We went to a brilliant wedding last night, an Australian-Moroccan wedding. We were invited from the Aussie side but besides the bride’s parents (who are friends of my other half) we knew almost no one. The Chuppah was an amusing mix of Ashkenazi and Moroccan. The MC was the bride’s brother who said everything in both fluent Hebrew and strongly-accented Aussie English. The Brachot were sung alternately to Ashkenazi and Sefardi tunes, and the last “big” bracha was both! It started off being sung to a Moroccan tune, changed at the words “kol sasson vekol simcha” to our familiar Ashkenazi tune, and then back to the Moroccan version for the finale. The Ketuba was sung (!) in a Moroccan chant and it was delightful.
The most moving part was when the Rabbi welcomed the bride’s grandmother, who had come via Poland and the concentration camps to Australia and then here for the wedding; and then he welcomed the groom’s grandmother who had made it from Morocco via immigrant camps (maabarot) to a proper home in Israel. That was truly a מיזוג גלויות (mizug galuyot) – a blending of the exiles into one Jewish Israeli nation. This is what I feel true Zionism is all about. It was a very heart-warming and uplifting moment.
The wedding meal itself was delicious and the dancing was fantastic. It started out as a regular Israeli religious wedding. Then the males of the Moroccan side appeared with stick-on moustaches – they looked like a team of Saddam Husseins – and broke out into a wild Debka dance. I just wish I had taken photos; it was too funny! At that point the Aussies produced beach balls and the whole thing descended into a kind of well-dressed beach party. I can’t remember when I laughed so much at a wedding!

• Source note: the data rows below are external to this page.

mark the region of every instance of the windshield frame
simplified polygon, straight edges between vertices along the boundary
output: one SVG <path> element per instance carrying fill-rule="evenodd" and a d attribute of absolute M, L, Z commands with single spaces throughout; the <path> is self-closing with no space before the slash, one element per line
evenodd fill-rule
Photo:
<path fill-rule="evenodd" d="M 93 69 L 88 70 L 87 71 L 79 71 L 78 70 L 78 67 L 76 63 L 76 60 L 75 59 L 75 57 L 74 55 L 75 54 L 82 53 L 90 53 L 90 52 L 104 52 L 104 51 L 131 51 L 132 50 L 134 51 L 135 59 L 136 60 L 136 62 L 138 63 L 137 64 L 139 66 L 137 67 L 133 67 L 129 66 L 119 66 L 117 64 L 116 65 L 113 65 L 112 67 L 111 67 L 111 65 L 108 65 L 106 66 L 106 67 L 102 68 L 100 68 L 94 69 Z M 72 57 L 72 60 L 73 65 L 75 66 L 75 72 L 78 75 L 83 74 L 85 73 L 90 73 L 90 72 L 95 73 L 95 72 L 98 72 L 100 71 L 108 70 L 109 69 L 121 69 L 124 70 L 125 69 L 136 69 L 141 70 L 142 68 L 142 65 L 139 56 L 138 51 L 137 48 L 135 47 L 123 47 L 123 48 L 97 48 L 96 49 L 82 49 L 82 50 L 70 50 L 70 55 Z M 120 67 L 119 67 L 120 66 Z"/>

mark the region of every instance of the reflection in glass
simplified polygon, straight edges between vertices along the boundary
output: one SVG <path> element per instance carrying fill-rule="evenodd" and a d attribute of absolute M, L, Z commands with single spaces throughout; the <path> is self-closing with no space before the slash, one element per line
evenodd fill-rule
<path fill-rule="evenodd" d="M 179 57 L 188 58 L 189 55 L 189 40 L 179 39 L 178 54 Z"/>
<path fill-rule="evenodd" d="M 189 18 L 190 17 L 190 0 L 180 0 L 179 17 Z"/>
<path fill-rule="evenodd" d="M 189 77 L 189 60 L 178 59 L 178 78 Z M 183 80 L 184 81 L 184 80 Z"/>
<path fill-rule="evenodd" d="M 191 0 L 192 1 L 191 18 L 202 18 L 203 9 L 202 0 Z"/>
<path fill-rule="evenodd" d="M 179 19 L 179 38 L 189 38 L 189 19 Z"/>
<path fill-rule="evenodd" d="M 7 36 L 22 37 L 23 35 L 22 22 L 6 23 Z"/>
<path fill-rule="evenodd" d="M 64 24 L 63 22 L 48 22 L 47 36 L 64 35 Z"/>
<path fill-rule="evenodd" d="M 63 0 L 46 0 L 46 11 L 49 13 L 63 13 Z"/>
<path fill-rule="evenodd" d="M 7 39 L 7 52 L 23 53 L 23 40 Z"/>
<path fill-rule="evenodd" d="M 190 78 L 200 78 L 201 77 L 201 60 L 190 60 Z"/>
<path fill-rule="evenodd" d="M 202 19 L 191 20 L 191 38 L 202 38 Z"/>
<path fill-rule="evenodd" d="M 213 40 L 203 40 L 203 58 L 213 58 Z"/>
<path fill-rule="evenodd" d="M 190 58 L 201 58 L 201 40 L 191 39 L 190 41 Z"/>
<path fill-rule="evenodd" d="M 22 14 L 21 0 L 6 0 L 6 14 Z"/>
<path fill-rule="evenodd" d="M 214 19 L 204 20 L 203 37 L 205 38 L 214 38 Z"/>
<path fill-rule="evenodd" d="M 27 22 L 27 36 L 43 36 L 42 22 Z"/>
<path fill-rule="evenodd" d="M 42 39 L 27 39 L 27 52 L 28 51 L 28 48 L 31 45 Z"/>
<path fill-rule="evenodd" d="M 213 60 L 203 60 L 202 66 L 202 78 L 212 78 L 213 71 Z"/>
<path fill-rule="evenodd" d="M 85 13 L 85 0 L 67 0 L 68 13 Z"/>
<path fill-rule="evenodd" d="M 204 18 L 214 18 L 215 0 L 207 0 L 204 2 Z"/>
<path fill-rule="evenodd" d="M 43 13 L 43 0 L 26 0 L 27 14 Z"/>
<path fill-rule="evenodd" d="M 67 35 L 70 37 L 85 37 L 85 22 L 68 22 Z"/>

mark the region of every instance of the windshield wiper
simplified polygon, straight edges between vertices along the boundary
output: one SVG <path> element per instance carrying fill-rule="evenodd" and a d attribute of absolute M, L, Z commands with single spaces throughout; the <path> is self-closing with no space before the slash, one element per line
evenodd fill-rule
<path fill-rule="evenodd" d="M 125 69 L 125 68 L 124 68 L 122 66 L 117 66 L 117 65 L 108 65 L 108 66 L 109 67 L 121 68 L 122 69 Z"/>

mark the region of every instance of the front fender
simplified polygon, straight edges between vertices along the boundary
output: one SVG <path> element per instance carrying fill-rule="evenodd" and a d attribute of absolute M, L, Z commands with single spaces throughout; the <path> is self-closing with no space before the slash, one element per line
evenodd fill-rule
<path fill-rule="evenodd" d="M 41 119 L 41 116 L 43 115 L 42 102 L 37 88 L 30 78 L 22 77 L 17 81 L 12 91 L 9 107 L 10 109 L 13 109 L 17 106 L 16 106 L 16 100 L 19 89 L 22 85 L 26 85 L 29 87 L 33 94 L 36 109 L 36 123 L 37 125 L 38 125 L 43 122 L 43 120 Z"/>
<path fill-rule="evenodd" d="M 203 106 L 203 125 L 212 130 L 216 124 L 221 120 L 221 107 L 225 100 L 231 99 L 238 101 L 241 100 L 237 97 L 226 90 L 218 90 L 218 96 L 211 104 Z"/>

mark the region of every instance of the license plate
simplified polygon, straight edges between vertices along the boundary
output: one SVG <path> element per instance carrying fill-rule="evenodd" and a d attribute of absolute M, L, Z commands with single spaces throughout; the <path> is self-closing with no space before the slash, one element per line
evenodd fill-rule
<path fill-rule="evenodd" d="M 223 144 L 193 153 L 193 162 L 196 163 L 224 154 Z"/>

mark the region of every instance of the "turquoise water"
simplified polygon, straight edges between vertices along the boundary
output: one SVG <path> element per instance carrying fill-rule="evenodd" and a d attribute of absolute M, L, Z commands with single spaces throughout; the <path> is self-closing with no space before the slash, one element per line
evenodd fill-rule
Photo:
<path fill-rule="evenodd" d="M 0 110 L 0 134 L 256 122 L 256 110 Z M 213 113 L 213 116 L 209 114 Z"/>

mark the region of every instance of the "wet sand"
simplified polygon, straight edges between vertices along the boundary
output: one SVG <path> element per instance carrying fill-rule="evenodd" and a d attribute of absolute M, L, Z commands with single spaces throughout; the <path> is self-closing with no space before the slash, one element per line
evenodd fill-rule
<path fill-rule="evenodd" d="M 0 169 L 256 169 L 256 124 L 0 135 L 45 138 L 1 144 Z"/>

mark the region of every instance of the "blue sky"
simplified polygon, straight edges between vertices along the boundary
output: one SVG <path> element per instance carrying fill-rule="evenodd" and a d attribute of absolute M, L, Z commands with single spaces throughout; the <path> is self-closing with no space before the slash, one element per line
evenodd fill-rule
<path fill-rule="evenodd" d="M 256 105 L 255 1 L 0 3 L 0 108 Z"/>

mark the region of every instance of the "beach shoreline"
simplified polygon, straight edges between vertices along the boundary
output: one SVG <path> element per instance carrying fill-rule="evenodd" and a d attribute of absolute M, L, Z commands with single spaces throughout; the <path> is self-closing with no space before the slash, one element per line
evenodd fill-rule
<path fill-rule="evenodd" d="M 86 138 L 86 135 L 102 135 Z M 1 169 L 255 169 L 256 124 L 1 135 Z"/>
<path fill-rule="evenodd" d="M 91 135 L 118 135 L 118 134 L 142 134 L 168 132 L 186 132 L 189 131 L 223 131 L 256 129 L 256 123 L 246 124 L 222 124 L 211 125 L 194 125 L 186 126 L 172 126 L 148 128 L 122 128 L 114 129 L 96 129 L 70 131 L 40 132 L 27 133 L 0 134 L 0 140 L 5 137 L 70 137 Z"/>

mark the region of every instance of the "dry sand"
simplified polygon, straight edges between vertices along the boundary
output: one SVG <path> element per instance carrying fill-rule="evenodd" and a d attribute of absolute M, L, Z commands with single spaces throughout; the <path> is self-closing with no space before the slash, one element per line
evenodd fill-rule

We were seated at a table of Aussies whom, as I said, we didn’t know. We introduced ourselves and by the end of the evening it was all hugs and kisses and exchanging phone numbers. They are so friendly!
I really didn’t expect to enjoy myself so much, it was much more of a “duty call”, but I’m so glad we went – even though it was in the hills of Jerusalem in Maale Ha’hamisha and we came home through thick fog. These little moments are the spice of life in Israel and what make all our troubles disappear for at least a short while.
Mazal tov to the happy couple and may they have a long happy life together.